Throughout his election campaign, President Obama stressed the importance of winning the war in Afghanistan. Afghanistan, he knew, was the ground where the real War on Terror was being waged. He was right. With the recent inclusion of Pakistan in the administration’s approach to the war, the United States has the ability, and must gather the will, to defeat the forces of extremism that operate from the mountainous border region between the two South Asian states and from where they continue to threaten the stability of that entire region.

Obama Last Transatlanticist?

Will Barack Obama turn out to be the last transatlantic American president? Nicholas Kitchen wonders in The Washington Note. Although his wind of change met the approval of nearly all of Europe, a series of diplomatic gaffes and mishaps has strained relations, he claims.

The Obama Administration supposedly downgraded ties with Britain from a “special relationship” to a “special partnership” — whatever the difference there might be. As James Pritchett has argued, such a downgrading is not unnatural: Britain simply isn’t the global power it used to be, not in economic nor in military terms and the United States have little reason to pretend otherwise. Kitchen seems to consider it a failure nonetheless.

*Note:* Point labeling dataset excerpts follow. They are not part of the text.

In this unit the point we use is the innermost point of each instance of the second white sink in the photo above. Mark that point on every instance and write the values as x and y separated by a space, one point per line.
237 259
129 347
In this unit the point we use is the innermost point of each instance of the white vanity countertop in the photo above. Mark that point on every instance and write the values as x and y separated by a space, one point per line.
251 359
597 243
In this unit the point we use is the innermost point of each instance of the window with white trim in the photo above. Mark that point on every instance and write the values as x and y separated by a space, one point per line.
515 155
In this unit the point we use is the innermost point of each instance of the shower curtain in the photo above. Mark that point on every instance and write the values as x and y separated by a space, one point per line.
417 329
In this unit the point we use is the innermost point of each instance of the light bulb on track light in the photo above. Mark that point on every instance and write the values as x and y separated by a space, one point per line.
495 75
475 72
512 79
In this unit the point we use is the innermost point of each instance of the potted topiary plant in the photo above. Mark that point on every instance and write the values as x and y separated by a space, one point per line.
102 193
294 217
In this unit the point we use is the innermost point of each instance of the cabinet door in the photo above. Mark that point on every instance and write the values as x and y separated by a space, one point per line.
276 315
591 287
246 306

And it’s not just Britain that Obama managed to upset. No, Angela Merkel and Nicolas Sarkozy expressed their “annoyance” with his administration’s “attitude toward sensitive historical anniversaries” apparently. According to Kitchen these “diplomatic contretemps” were the products of a serious divide:

[O]ver the best response to the financial crisis and in particular the issue of regulation of complex financial services instruments, with Mirek Topolanek using the Czech Republic’s presidency of the European Union to describe American bailouts and stimulus policies as “the road to hell”.

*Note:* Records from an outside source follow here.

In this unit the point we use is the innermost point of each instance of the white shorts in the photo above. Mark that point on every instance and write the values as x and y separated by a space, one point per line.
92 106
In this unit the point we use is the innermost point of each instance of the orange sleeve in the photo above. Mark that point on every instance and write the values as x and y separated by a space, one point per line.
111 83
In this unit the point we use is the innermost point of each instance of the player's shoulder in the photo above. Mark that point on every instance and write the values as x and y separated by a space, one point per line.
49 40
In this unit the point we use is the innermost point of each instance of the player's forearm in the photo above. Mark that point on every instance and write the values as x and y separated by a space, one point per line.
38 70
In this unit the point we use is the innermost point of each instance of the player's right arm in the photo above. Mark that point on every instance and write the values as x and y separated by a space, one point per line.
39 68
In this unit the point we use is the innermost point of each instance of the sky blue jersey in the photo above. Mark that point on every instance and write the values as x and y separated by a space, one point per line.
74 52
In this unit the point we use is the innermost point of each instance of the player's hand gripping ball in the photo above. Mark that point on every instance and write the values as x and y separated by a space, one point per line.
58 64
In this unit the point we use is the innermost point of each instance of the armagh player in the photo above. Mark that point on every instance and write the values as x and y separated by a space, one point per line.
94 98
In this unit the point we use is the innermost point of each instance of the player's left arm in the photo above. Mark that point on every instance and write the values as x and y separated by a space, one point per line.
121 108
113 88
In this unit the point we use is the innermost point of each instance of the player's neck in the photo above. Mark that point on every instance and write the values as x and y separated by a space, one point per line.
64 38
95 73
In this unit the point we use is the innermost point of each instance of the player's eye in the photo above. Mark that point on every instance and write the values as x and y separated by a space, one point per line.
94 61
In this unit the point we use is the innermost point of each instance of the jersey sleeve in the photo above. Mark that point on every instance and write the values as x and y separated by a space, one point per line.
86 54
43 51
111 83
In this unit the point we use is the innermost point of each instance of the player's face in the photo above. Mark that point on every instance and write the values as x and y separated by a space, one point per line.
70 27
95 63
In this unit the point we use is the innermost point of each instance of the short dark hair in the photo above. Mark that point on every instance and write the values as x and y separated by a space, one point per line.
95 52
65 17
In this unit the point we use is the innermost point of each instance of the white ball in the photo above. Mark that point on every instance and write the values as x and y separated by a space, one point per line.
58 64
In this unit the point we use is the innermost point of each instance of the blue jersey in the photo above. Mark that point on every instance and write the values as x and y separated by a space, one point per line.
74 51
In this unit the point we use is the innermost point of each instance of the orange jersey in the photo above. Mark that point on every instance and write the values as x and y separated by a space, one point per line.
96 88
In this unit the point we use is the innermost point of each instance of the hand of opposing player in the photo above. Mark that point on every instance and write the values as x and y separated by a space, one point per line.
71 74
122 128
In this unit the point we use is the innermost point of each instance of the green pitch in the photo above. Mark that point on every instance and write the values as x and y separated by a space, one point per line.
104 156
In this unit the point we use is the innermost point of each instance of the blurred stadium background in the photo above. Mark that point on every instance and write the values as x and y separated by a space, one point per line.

And what does Obama do? He goes to Asia and declares himself the “Pacific president”.

Outrageous? Not really. Kitchen is fair to note that it’s mostly the Europeans themselves who are to blame:

[T]he truth remains that if Europe wants to be a major player on the world stage it needs to think of its role more strategically and systemically if the United States is not to regard the relationship with China as its most important bilateral tie.

There is probably little that will prevent the Americans from considering the latter relationship of greater significance, however, and for good reason: the Sino-American relationship is bound to define the twenty-first century, one way or another.

At the New Atlanticist, James Joyner defends the Obama Administration’s Pacific orientation. That is not to say Washington has forgotten about Europe, he writes. “Just because other countries now get more attention doesn’t mean the transatlantic relationship isn’t the most important one.”

[I]t’s difficult to imagine an evolution of the international system that would have China — or any other rising power — coming to have more similar values and interests than exists between the United States and Western Europe.

If not for the military and political alliance, that is still strong no matter how little attention President Obama were to pay to it; the cultural and economic ties between both sides of the North Atlantic would suffice to ensure mutual dependence for decades to come. The Obama Administration isn’t neglecting Europe. It simply realizes that there are more partners out there.